New quantum linear system algorithm could speed up machine learning
Researchers at the Centre for Quantum Technologies (CQT) in Singapore have proposed a new algorithm for solving systems of linear equations that is faster than both the classical and the previous quantum versions, and without restrictions on the kind of data it works for.
Systems of linear equations are involved in problems ranging from commodities pricing to social networks and chemical structures.
A linear system algorithm works on a large matrix of data. For example, for a trader trying to predict the future price of goods, the matrix may capture historical price movement data, as well as data about features that could be influencing those prices, such as currency exchange rates. The algorithm calculates how strongly each feature is correlated with another by ‘inverting’ the matrix. This information can then be used to extrapolate into the future.
The analysis of the matrix involves significant computation. It becomes hard for classical computers, once the size goes beyond say 10,000 by 10,000, because the number of computational steps goes up rapidly with the number of elements in the matrix. Each doubling of the matrix size increases the length of the calculation eight-fold.
The first quantum linear system algorithm was proposed in 2009 by a different group of researchers and it kick-started research into quantum forms of machine learning, or artificial intelligence. As this article from Nature explains, a quantum computer can compress the information and perform calculations on select features extracted from the data and mapped onto quantum bits, or qubits, as opposed to the tedious number crunching required in classical computing. According to the article: “Quantum machine learning takes the results of algebraic manipulations and puts them to good use. Data can be split into groups — a task that is at the core of handwriting- and speech-recognition software — or can be searched for patterns. Massive amounts of information could therefore be manipulated with a relatively small number of qubits.”

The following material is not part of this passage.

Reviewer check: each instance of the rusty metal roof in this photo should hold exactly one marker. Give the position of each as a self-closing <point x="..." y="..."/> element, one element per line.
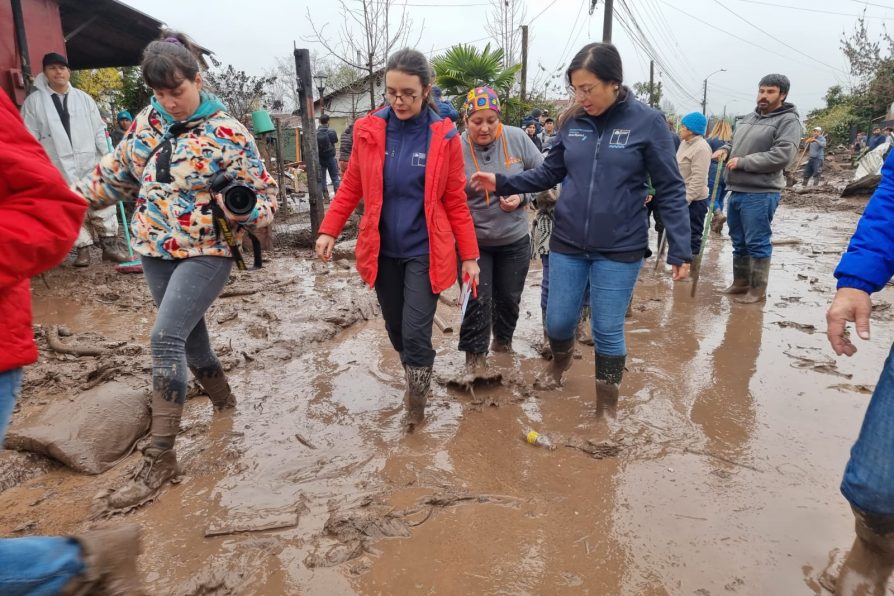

The 2009 algorithm could handle bigger matrices better, offering an exponential advantage over the best classical algorithms, but only if the data in them is what’s known as ‘sparse’, as in most of the elements in the matrix are zero. In these cases, there are limited relationships among the elements, which is often not true of real-world data.
The new algorithm is faster and does not have restrictions on the type of data. As a rough guide, for a 10,000 square matrix, the classical algorithm would take on the order of a trillion computational steps, the first quantum algorithm some 10,000s of steps and the new quantum algorithm just 100s of steps. The algorithm relies on a technique known as quantum singular value estimation.
CQT's Jansen (Zhikuan) Zhao, Anupam Prakash and their collaborator, Leonard Wossnig, published their proposed ‘quantum linear system algorithm’ in the 2 February issue of Physical Review Letters.
A few proof-of-principle demonstrations of the earlier quantum linear system algorithm have been conducted on small-scale quantum computers. Jansen and his colleagues hope to work with an experimental group to run a proof-of-principle demonstration of their algorithm.
They also want to do a full analysis of the effort required to implement the algorithm, checking what overhead costs there may be.
Bigger quantum computers will be required to show a real advantage over the classical algorithms. Jansen said, “We’re maybe looking at three to five years in the future when we can actually use the hardware built by the experimentalists to do meaningful quantum computation with application in artificial intelligence.”